There are so many opportunities to share your smiles generously with people you know and love.  But if you can sense that listening first may be needed at a time when you are in contact with one another, the smiles can be saved for later.

The fact remains that even a little smile can make a big  difference.  And that is reason enough for me to keep doing it.  Besides, I really can’t seem to see it any other way.  My face seems to have a mind of its own.

I Have a “Liquid Personality” 

I know it sounds bizarre, but I do have a “liquid personality.”  For me, crying is a frequently-used emotion.  I have strong feelings about  many different things.  There are times when I have been told that I care too much.  But I don’t believe that.  One’s behavior can be judged by others, but I don’t think it’s ever that simple or easy to understand another person’s reactions.  And it’s unhelpful as well.
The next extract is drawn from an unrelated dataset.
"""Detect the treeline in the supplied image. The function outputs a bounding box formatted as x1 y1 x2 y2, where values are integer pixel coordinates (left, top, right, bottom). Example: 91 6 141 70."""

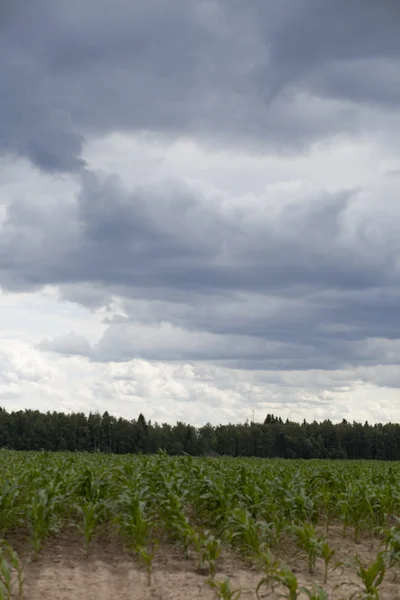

One time, I had a problem and was very upset and crying.  Friends were close by and gathered around me to support me and just “be there” for me.  The more they showed me love and compassion, the more I cried because their loving words and actions touched me deeply.  It can be hard to explain that the loving care I was feeling touched me so much that my emotional response grew as a result.  So as I continued to cry, they began to give me more and more tissues so that it created a huge pile of wet ones on the table in front of me.

I decided to just tell people that I have a “liquid personality.”  I started saying this as an explanation to my doctors, therapists and friends when I would cry in their presence.  It made some of them laugh and that made me so happy!  I love it when something that I do or say amuses another person.  And then it makes me laugh too.

Having a “liquid personality” isn’t a terrible thing for me.  It saves me from having unreleased emotions trapped inside my mind and my body.  I guess I have more than my share of them.  Thanks to my parents, I was never told not to cry.  In fact, in our family, we laughed a lot.  And I don’t remember crying unless I physically hurt myself.  The longer I live and the older I am, I feel things more deeply and care more deeply.  It’s a good thing to feel these ways.  And I am especially equipped to handle them, because I have a “liquid personality.”